HERE'S WHAT 44 LOOKS LIKE
Cindy Maddera
Last week ended with me wanting to high five everyone. My friend and yoga teacher, Kelly, is/has put together a summer camp for adults and she posted a need for workshops and people. Now I’ve been thinking about a photography workshop for some time, one centered around using your camera phone. I figure if I can take nice pictures with my phone, you can too. So I presented the idea to Kelly and she was so enthusiastic about it, that it made me want to jump up and down. Tickets are on sale now for Camp Wildling and I’ve had a sneak peek at the entire schedule. If you’ve ever had a dream to attend that camp from Parent Trap, this is your chance. Then, I put my name down on the volunteer list for this year’s AIDS Walk Open and I got asked to do a meditation workshop for wellness week at work. The very best part that ended the week was something I did at work that was a little outside of my wheelhouse. It involved basically writing a program to do a bunch of stuff on a microscope. And it worked! It worked really well!
High five!
Then Sunday morning around 4 AM, I woke up sweaty and nauseated. My body felt like it had been used as a punching bag. When Michael came in my room later that morning, I burst into tears and he cancelled our dinner reservations for my birthday dinner that night. I spent the next two days laying around, drinking water and occasionally eating a saltine cracker. I did eat a bagel with cream cheese and lox on the second day and had some regrets about that food choice. I laid around another day, ate a pb&j and a taco, both of which tasted like ash or mold but stayed in place. So I’m back to work today moving at half my usual speed, but living and breathing and keeping food down. Winner! So far, I am the only one in the house to be struck with this. Michael thinks it was food poisoning. I’m not sure that I have ever had food poisoning so I don’t know. I am very paranoid that Michael’s going to come down with it next, assuming it was not a poisoning situation.

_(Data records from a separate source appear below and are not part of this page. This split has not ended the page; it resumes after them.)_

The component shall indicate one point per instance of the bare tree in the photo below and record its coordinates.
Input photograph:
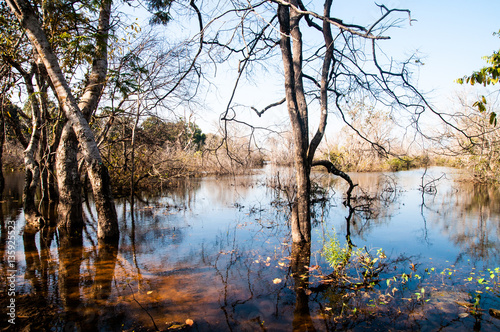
(345, 65)
(26, 13)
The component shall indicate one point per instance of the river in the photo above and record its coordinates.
(215, 254)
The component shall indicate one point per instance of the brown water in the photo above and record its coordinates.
(216, 253)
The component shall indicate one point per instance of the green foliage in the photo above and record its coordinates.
(184, 134)
(335, 254)
(488, 75)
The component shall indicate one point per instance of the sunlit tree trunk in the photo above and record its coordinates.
(291, 51)
(32, 169)
(69, 208)
(297, 111)
(2, 141)
(98, 173)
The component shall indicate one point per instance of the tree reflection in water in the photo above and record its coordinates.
(218, 251)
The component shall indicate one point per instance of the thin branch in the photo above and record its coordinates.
(259, 113)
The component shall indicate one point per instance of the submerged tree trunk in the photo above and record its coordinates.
(98, 173)
(2, 141)
(69, 209)
(304, 151)
(32, 169)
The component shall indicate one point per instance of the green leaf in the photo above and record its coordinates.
(493, 118)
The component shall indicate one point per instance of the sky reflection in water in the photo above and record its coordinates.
(218, 251)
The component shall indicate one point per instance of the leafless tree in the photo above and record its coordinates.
(327, 62)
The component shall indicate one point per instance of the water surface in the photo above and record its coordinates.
(216, 252)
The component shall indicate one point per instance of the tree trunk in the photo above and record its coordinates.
(301, 257)
(2, 141)
(98, 173)
(32, 169)
(69, 209)
(297, 111)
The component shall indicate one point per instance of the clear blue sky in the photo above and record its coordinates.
(451, 36)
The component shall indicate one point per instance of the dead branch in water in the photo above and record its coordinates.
(335, 171)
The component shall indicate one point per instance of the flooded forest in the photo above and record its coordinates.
(241, 166)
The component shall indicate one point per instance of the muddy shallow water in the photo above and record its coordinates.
(215, 254)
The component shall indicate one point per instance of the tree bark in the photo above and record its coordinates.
(32, 169)
(2, 141)
(304, 151)
(69, 208)
(98, 173)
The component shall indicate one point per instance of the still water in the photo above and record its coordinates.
(215, 254)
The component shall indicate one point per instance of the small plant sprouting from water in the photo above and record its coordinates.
(354, 267)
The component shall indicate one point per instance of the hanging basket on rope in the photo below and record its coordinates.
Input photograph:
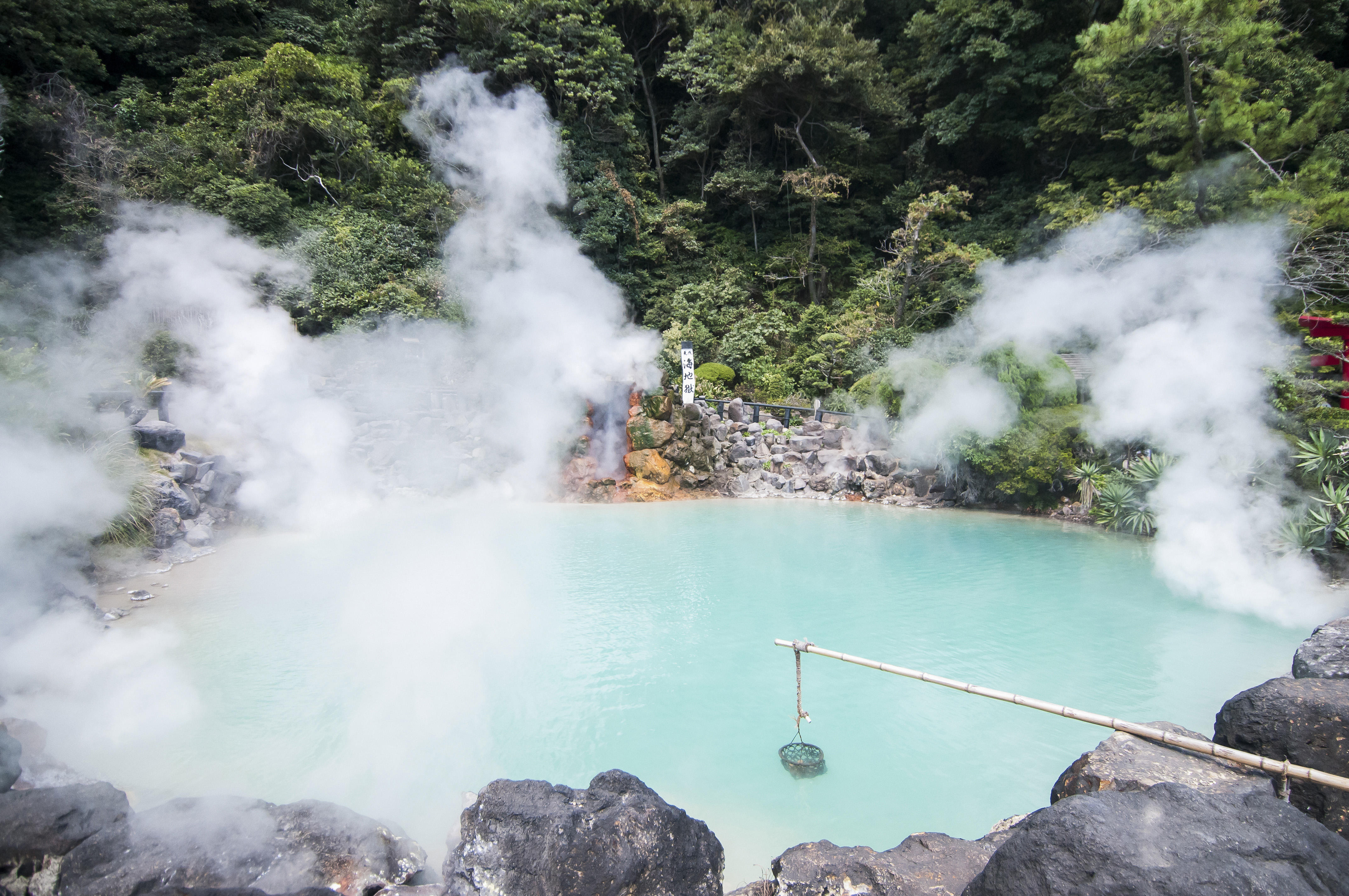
(802, 759)
(799, 758)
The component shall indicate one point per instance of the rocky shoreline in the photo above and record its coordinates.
(1128, 817)
(692, 453)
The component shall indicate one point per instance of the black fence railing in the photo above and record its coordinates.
(817, 413)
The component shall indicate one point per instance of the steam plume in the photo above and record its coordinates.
(1179, 339)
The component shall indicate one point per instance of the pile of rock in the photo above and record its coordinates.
(193, 492)
(697, 450)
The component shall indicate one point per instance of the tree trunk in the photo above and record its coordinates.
(656, 132)
(904, 295)
(810, 260)
(1197, 152)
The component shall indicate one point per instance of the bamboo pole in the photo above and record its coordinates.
(1277, 768)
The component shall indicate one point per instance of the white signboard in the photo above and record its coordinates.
(686, 362)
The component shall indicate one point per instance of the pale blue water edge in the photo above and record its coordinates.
(395, 663)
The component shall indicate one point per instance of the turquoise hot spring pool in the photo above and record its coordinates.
(395, 662)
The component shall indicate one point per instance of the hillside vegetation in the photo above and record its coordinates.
(794, 187)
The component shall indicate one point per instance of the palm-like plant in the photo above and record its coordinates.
(1149, 470)
(1115, 501)
(1086, 474)
(1302, 538)
(1323, 454)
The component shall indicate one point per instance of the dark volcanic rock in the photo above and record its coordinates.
(168, 494)
(922, 865)
(1325, 655)
(1305, 721)
(160, 435)
(234, 891)
(56, 820)
(234, 843)
(616, 838)
(1127, 763)
(10, 768)
(1167, 841)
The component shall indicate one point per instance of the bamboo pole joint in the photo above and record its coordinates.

So, forty four looks five pounds lighter than forty three. I have been hankering for a spa day and there is a plan in the works for this once we take care of other things first. I can just tag the last few days on as a spa treatment, the colon cleanse treatment. I don’t recommend it. The massage and facial are much better options, but if you’re feeling puffy and just want to reset everything, food poisoning…I mean a colon cleanse is the way to go. Really, I’d rather not celebrate my birthday on my actual birthday anyway. The Shitty Ghost of Birthdays’ Past tends to overshadow any attempts at a nice birthday. So when things settle down, I will spend an afternoon hanging out in a steam room, getting massaged and scrubbed. I will eat a dozen oysters on the half-shell with a Caesar salad and wash it all down with a Pimm’s cup. Michael keeps telling me how sorry he is that I was sick on my birthday and every time he says it, I just shrug.
It’s one day. One day out of every year. Sure, it’s meant to be celebrated with candles and cake, but honestly, there was serious doubt that I would even make it that first day. Birth was traumatic. Who wants to celebrate that? Celebration comes in the days that follow, when it looks like you’re actually going to survive. Well, it looks like I have survived. Now it’s time to celebrate and I might just spend the rest of the year celebrating. I am really excited about the things I have planned for this year.